- 5 Minutes to read
-
DarkLight
Data Sources
- 5 Minutes to read
-
DarkLight
A Source is a dynamic collection of snapshots from a service or system connected via a Dataddo Connector. Data within the Sources are automatically refreshed based on the snapshotting frequency and snapshot retention.
Creating a Source
Dataddo uses Connectors to connect to your service or system (e.g. Salesforce CRM, Hubspot, Google Analytics). When the connector configuration is finished, a Source is created and a Snapshot is taken. Based on the configuration, the data in the source will be refreshed according to the snapshotting frequency and snapshot retention policy.
Connectors
No-code Connectors
Dataddo offers great flexibility when it comes to connecting to various online services and systems. We currently cover a wide variety of services and systems ranging from CRMs, ERPs through Marketing Analytics to Payment systems. All the services can be connected using No-code connectors, meaning that you no longer have to rely on scripting and SQL transformations to take a data snapshot from your service or system. With our no-code connector, a job that required several man-days of high-paid and highly qualified coders can be performed by Interns just by choosing the right metrics. Thanks to our unique technology, Dataddo can connect to almost any online service providing it has JSON/CSV/XML based API (this covers most services).
NOTE: Our team is available to build new connectors within a few business weeks. You can request a new connector here.
In order to request a new connector, you will need to provide us with a list of the exact API endpoints of the service that you'd like to access, or the types of data you'd like to access. The connector development process usually takes about 4 weeks (based on the volume of requests). If you're interested in Dataddo creating a custom connector for you please contact your account representative or our solutions team at support@dataddo.com.
Universal Connectors
Although Dataddo is designed to provide unprecedented data integration flexibility, there is a finite number of off-the-shelf connectors with dedicated no-code interfaces that we offer. In case your desired service is not in our off-the-shelf connectors list, you can always use one of our Universal connectors to access your data.

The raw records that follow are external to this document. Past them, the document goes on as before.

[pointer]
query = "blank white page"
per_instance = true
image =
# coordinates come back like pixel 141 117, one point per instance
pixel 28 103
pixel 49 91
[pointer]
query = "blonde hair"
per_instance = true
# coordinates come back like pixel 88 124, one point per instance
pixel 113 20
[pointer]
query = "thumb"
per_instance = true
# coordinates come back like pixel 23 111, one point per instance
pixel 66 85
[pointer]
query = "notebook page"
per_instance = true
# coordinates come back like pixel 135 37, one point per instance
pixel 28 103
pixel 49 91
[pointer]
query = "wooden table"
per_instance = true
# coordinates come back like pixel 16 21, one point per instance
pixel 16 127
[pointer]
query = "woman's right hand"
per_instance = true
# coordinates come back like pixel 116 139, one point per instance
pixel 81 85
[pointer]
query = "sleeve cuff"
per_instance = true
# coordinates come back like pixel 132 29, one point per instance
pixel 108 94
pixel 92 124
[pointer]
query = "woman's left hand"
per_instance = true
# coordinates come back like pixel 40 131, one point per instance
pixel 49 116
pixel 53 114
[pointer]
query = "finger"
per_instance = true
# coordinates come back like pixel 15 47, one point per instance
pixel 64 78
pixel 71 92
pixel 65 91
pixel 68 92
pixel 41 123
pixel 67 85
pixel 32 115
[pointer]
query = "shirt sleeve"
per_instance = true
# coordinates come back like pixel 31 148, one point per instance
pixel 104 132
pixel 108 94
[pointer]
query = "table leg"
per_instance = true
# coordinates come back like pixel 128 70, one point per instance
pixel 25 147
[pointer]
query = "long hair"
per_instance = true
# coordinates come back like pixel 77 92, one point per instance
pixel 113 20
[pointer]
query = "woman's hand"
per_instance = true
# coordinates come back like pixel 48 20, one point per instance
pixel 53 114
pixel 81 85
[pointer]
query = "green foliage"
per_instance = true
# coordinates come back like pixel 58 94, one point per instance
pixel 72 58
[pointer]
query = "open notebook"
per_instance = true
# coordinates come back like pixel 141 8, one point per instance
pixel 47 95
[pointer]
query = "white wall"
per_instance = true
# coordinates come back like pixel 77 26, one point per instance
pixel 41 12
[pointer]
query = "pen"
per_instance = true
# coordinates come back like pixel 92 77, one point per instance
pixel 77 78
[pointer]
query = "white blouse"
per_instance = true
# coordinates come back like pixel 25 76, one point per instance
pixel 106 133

Automatic Refreshing of the Data in a Source
When a source is created the data are refreshed according to the snapshotting frequency and snapshot retention policy.
Snapshotting Frequency
Snapshotting frequency tells you how often a snapshot should be taken. It is defined using multiple parameters including timezone, minute, hour, day in a week, and day in the month. Combining these parameters, you can easily set the snapshotting frequency ranging from 5-minute updates to once a month. More information is available on the dedicated snapshotting frequency page.

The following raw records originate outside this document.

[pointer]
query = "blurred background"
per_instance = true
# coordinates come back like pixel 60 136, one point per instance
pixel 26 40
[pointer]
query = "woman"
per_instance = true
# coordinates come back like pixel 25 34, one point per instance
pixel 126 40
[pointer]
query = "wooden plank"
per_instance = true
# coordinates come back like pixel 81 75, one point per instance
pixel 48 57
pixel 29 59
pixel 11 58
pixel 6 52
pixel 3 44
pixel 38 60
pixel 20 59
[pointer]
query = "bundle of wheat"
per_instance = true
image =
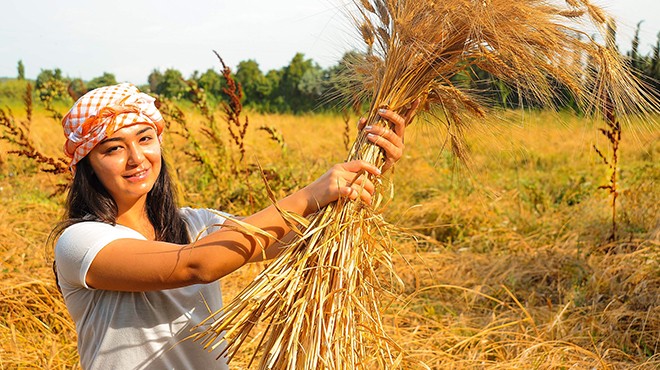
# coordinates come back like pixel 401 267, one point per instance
pixel 320 298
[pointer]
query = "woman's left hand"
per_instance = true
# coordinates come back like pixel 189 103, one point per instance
pixel 391 140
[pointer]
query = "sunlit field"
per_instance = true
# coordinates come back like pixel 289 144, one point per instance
pixel 505 259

In the sources overview, you can see the information about the state, when the last snapshot was taken, and when the next will be taken.
Snapshot Retention
Each time a snapshot is taken, the data in the source is updated. Retention policy outlines the way how to treat the already existing data in the source. When Keep latest only option is used, only the data from the latest snapshot will be kept in a source. When Merge with existing is set, the content of the latest snapshot is merged with the existing data in the source. More information is available on the dedicated snapshot retention page.
Ad-Hoc / Historic Data Load
You can use Ad-hoc data load function to one-off load historic data to your source. More details on how to load ad-hoc data or historical data is available on a dedicated topic.
Source State
Each Source can have multiple states with relation to the automatic refreshing of the data:
- Live Snapshots are taken according to the schedule, works without any issue.
- Offline. Snapshot taking was not set in the connector, the data in the source is not being updated.
- Connecting. An issue encountered during the last attempt to take a snapshot. The operation is set for retry in the following hour. If the operation fails 3 times in a row, the snapshotting is blocked and has to be manually restarted.
- Paused. The snapshotting is manually paused by the user.
- Broken. The snapshotting is blocked due to multiple failures of the process.
Recovery from the Broken State
When a source is in a Broken state, the system no longer attempts to take a data snapshot from the service. To recover the source from this state you must run the Debug command first. You will be provided with a detailed system output that can help you to identify the issue. Once the debug command returns with OK, you can restart by manual data load (we recommend loading yesterday's data) to return the source back to the standard snapshotting schedule. Read more on how to fix a broken source here.
Using Sources in a Data flow
To deliver the data from a source(s) to a destination, the source(s) must be orchestrated in a Data Flow. There is a M:N relationship to data flow, therefore you can include multiple sources into a single ata flow and a single source can be associated with multiple data flows.
Data Flow with a Single Source
When data contained in a single source is delivered to storage or provided to a dashboarding app based on the chosen destination.
Data Flow with Multiple Sources
When multiple sources are included in the flow, the data are either unjoined or joined together based on the data flow configuration. Learn more on the flow overview. You can also blend sources.
Editing a Source
You can edit a part of your data source configuration such as source name, types of data, or snapshotting.
Editing your data source may result in broken source and flow, data errors such as duplicates. We recommend you clone your data source and set up a new configuration.
See this article for more information on how to edit a data source.
Cloning a Data Source
In order to maintain data consistency, the source structure, including column order, is fixed. If you need to include the different attributes in the source, the best practice is to recreate the source using the Clone button which will initiate the creation of a new data connector with the parameters used in the original source.